When AI agents learn to engineer themselves
A primer on self-improving agents: Moving beyond the human-coded harness
In recent weeks, we’ve talked a lot about AI harnesses: the scaffolding of tool-calling, error handling, memory management, model routing, and verification steps that make agentic applications reliable.
While these harnesses have brought AI into production, they rely mostly on human engineering. Therefore, agent improvement is now limited by the speed at which humans can write and refine this infrastructure.
A new class of self-improving agents aims to remove this human constraint. Instead of acting as passive components within a fixed system, these models act as their own engineers. They modify their own code to build more robust scaffolding, moving from being consumers of infrastructure to active producers of it.
Darwin-Gödel Machine: Bootstrapping via evolution
Current agentic systems rely on fixed, hand-crafted mechanisms. A developer typically writes the code that determines how the model handles input. This includes deciding when to retrieve information, how to use tools, reflect on its response, and handle errors.
This approach is brittle and improving these agents is constrained by human anticipation. If a developer does not predict a specific need, they cannot code a solution for it. This limits the agent’s ability to evolve without constant human intervention to rewrite the underlying logic.
The Darwin-Gödel Machine (DGM), introduced by Sakana AI, treats agent improvement as an open-ended evolutionary search. It starts with a baseline agent scaffold and gradually explores how modifications affect its performance.
DGM maintains an archive of successful agent variants, which it calls “stepping stones.” This prevents the system from getting stuck in dead ends by allowing it to return to previously successful code versions and branch out in new directions.
In practice, DGM uses an LLM to propose code improvements to its own Python codebase. It might add a patch validation step, improve its file-viewing capabilities, or implement more detailed history logs. These changes are structural modifications to how the agent operates.
The performance gains from this self-modification cycle are significant on coding tasks. By autonomously rewriting its own code, DGM increased its SWE-bench score (a benchmark of real-world GitHub issues) from 20% to 50%.
It also improved its Polyglot coding (another challenging coding benchmark) score from 14.2% to 30.7%, outperforming hand-designed agents like Aider.
The main caveat to DGM is that it is built primarily for coding tasks. It assumes that performance in a specific task (like writing Python) is the same as the skill required to modify itself. Because its core improvement mechanism remained somewhat fixed, it struggled to generalize self-improvement to non-coding fields.

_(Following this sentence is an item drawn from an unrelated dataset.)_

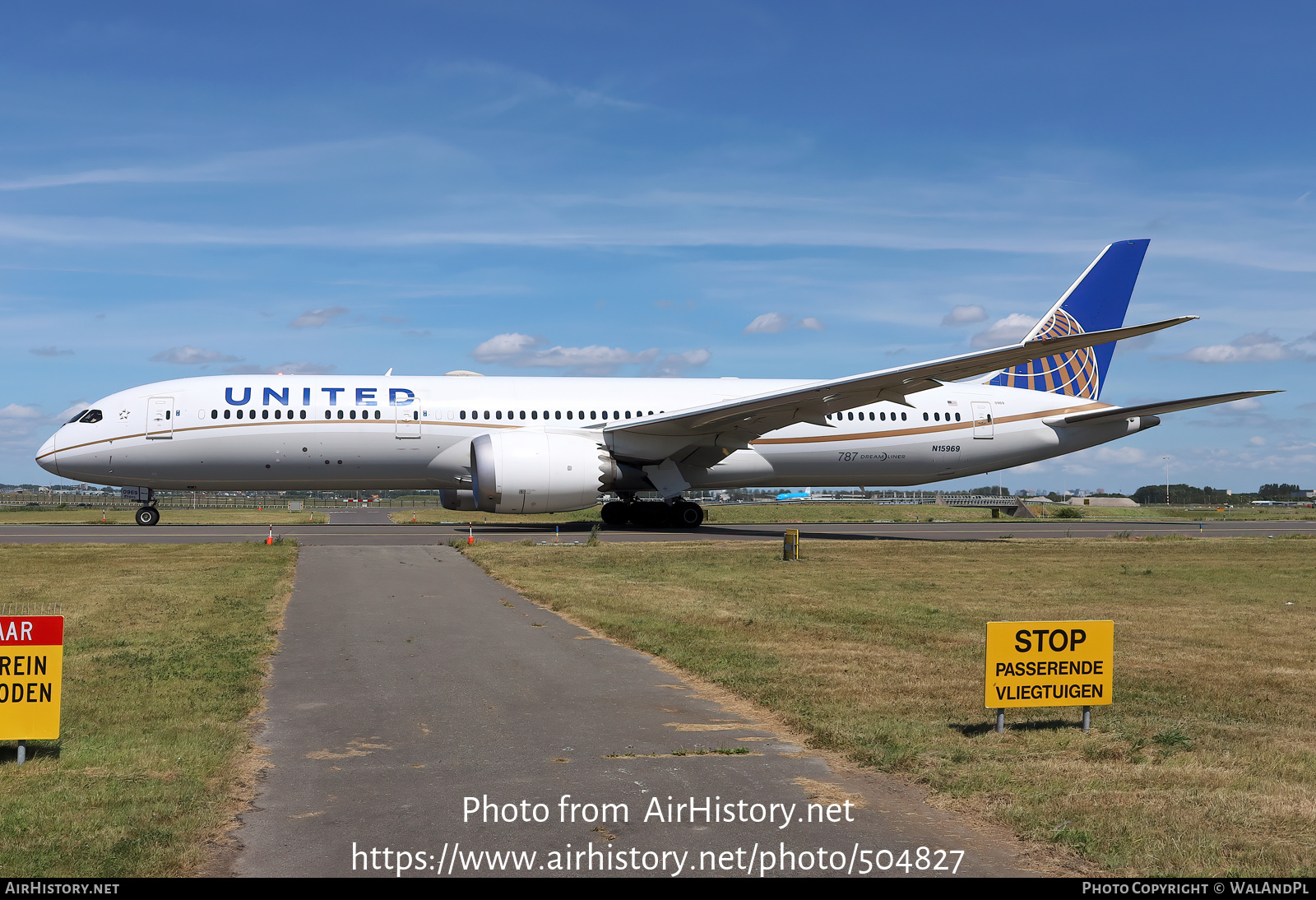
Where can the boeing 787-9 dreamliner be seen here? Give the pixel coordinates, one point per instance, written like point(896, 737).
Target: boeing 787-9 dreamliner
point(535, 445)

Hyperagents: Metacognitive self-modification
To solve the limitations of DGM, researchers at Meta developed Hyperagents (DGM-H). Self-improving agents usually have two main components: a “task agent” that executes the specific problem at hand, and a “meta agent” that analyzes and modifies the agents.
Hyperagent merges these two components into a single, editable program. In addition to rewriting the task logic, Hyperagent rewrites the logic of how it evaluates and improves itself.
DGM-H builds on top of the original DGM. It preserves the open-ended structure of DGM to keep a pool of successful hyperagents. The system selects candidates from the pool, allows them to self-modify, evaluates the new variants on given tasks, and adds the successful ones back into the pool as stepping stones for future iterations.
This metacognitive approach allows for the emergence of complex behaviors without human prompting. For example, during training, DGM-H independently evolved its own persistent memory systems, performance tracking across generations, and multi-stage evaluation pipelines. It essentially built its own advanced harness from scratch.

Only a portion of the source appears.